Moving away from death to the mundane, my experience as a public hospital specialist has made me consider other aspects of caesarean section. Hospital administrators and health departments are critical about caesarean section rates and, in leadership roles, I have often been asked to ‘please explain’. At the same time, there can also be punitive responses for the failure to perform a timely caesarean section. Vaginal birth after caesarean section is encouraged and rates measured, and if your hospital is an outlier you are criticised. But VBAC carries its own risks, and it comes down to patient choice. At times I have felt almost forced into encouraging women into having a VBAC, when I truly believe that counselling about these choices should be evidence based, non-directional and the decision ultimately up to the patient.

Obesity is a major issue, and performing an emergency caesarean section on a morbidly obese woman is unpleasant and high risk. It is not an easy decision. In the desire to keep caesarean section rates down, do we push women too long and too hard in labour? Do we lose situational awareness and fail to recognise or justify away deteriorating fetal condition because we are afraid of being criticised for performing an ‘unnecessary’ caesarean section. I think this has happened to all of us. Difficult second-stage caesarean sections risk injury to the mother and baby, and also the surgeon. There have been fetal deaths from inability to deliver the fetal head, and fractured skulls from excessive efforts to do so. I have a number of colleagues who have acutely injured their wrists, arms and shoulders performing difficult caesarean sections. One was off work for six months after a fractured wrist, which required surgery. The miracle of safe caesarean section is in danger of becoming an unenjoyable burden.

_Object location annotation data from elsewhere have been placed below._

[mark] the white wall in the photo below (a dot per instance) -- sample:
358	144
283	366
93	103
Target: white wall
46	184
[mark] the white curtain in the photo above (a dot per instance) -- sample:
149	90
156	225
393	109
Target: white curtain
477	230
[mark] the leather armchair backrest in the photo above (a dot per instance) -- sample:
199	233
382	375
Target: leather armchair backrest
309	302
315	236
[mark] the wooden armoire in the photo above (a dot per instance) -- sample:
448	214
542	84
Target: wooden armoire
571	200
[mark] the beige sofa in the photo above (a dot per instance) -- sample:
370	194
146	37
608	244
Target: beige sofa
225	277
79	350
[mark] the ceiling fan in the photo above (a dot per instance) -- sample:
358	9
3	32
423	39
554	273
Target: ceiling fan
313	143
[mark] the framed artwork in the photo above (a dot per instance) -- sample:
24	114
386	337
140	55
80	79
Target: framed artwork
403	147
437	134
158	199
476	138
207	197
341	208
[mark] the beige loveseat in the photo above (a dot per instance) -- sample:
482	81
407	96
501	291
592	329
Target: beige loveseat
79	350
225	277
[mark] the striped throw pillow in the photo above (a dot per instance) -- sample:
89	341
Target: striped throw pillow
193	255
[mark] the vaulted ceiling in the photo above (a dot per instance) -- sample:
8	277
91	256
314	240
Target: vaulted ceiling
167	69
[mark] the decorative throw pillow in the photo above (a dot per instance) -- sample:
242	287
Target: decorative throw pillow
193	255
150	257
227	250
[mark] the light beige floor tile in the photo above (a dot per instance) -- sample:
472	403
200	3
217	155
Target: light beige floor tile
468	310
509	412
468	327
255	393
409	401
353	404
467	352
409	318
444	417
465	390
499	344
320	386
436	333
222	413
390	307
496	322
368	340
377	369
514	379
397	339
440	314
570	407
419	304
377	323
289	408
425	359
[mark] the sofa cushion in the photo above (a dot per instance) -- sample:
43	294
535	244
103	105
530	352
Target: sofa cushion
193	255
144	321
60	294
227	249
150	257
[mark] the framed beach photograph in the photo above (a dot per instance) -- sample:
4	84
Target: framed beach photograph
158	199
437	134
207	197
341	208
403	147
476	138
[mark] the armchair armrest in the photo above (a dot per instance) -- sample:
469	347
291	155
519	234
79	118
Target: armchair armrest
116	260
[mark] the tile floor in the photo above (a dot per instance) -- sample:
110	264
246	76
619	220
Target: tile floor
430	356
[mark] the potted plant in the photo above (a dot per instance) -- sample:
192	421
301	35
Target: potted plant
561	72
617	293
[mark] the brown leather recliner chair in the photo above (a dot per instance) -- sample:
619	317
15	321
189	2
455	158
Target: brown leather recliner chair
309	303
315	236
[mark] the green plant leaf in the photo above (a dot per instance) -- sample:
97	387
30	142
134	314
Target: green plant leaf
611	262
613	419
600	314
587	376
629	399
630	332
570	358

My final comment is that as well as a full explanation before a procedure such as caesarean section, debriefing afterwards is important too. A woman may feel upset, concerned, angry, cheated out of a vaginal birth, or be worried about an issue or aspect that has not occurred to us as the caregiver. Listening to and debriefing a woman and her family after an emergency birth, even for something you may regard as routine, is vital. After a bad outcome, this should be extended to the staff as well. If this had been offered to me after my appalling experience above, it may have helped me deal better with what happened and its aftermath. Instead, I managed with the unofficial support of my close colleagues and family, but the experience taught me a lot about not only my own reactions and resilience, but also how to help others after a distressing event.

Caesarean section is common, routine and safe – most of the time. Complexities and consequences still abound; it is still major surgery and should be respected as such.

Today, rather than success being newsworthy, negative stories get the column inches.